As far as I know there is not any formula for the inverse (at least without choosing a basis). As evidence for this, note that $\Phi$ is actually not always an isomorphism: it is only an isomorphism if $V$ is finite-dimensional. So if there is a formula for $\Phi^{-1}$, it would have to somehow be a formula that only makes sense if $V$ is finite-dimensional.
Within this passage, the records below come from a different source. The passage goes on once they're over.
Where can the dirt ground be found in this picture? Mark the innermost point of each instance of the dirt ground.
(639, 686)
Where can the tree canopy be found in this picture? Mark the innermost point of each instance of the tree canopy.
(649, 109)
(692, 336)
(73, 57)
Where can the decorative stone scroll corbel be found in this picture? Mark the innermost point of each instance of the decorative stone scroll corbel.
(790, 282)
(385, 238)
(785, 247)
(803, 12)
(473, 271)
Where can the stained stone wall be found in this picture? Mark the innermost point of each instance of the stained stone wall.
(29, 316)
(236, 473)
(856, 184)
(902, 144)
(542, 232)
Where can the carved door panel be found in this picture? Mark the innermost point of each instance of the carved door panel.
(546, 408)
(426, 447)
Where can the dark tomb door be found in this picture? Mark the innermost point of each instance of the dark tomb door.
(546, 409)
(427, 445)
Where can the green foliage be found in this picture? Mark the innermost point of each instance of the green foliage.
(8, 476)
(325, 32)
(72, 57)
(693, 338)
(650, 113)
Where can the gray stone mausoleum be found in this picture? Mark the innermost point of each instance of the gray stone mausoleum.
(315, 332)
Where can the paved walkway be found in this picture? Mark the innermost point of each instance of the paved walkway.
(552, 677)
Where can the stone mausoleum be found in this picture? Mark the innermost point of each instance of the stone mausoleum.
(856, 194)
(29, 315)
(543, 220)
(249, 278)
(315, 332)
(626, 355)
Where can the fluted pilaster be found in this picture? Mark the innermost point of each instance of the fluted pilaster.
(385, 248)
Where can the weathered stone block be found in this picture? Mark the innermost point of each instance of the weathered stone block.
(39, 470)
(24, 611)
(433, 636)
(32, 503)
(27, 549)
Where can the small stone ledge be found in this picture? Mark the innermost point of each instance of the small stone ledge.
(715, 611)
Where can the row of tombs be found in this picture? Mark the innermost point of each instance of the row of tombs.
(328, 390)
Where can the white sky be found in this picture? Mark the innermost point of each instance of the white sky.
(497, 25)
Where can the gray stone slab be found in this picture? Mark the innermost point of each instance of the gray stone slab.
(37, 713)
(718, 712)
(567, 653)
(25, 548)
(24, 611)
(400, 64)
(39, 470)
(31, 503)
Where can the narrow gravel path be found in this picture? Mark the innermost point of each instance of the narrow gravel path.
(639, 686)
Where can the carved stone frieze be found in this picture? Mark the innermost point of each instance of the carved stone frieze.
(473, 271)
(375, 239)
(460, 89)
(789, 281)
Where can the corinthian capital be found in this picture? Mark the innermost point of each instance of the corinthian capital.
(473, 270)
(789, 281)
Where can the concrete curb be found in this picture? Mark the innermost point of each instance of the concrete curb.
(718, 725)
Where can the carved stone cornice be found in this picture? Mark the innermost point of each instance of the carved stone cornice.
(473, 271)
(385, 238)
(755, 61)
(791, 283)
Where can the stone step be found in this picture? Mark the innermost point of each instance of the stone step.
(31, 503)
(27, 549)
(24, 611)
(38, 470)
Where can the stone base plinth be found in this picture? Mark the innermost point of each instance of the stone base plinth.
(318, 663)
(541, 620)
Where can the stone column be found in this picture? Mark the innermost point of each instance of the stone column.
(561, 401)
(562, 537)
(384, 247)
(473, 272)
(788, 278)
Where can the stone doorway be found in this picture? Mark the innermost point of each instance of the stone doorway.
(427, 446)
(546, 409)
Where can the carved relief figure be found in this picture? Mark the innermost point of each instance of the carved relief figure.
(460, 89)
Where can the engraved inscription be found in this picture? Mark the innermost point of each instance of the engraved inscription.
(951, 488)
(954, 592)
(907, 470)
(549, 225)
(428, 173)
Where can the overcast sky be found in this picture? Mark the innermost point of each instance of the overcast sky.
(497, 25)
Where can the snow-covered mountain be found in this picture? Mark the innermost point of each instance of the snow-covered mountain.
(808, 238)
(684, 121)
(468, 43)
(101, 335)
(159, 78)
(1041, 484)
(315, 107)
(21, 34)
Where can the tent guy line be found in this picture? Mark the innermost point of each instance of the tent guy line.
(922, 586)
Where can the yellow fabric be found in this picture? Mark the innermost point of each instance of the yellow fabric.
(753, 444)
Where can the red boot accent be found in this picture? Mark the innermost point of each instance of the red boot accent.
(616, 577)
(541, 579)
One way you can compute $\Phi^{-1}$ explicitly is by choosing a basis $\{e_1,\dots,e_n\}$ for $V$. Given such a basis, let $\{f_1,\dots,f_n\}$ be the dual basis for $V^*$. Note that $\{e_{i_1}\wedge e_{i_2}\wedge\dots e_{i_k}: i_1<i_2<\dots<i_k\}$ is a basis for $\bigwedge^k V$. Let $\{f_{i_1i_2\dots i_k}:i_1<i_2<\dots<i_k\}$ be the dual basis of $\left(\bigwedge^k V\right)^*$. Now we can give a formula for $\Phi^{-1}$ on this basis: $$\Phi^{-1}(f_{i_1i_2\dots i_k})=f_{i_1}\wedge f_{i_2}\wedge\dots f_{i_k}.$$ Indeed, you can easily compute that $\Phi(f_{i_1}\wedge f_{i_2}\wedge\dots f_{i_k})(e_{j_1}\wedge e_{j_2}\wedge\dots e_{j_k})$ is $1$ if $j_m=i_m$ for all $m$ and $0$ otherwise (assuming the $i_m$ and the $j_m$ are both in increasing order), so $\Phi(f_{i_1}\wedge f_{i_2}\wedge\dots f_{i_k})$ is the dual basis element $f_{i_1i_2\dots i_k}$. (Note that this discussion very much requires $V$ to be finite-dimensional, since otherwise the "dual bases" are not actually bases at all.)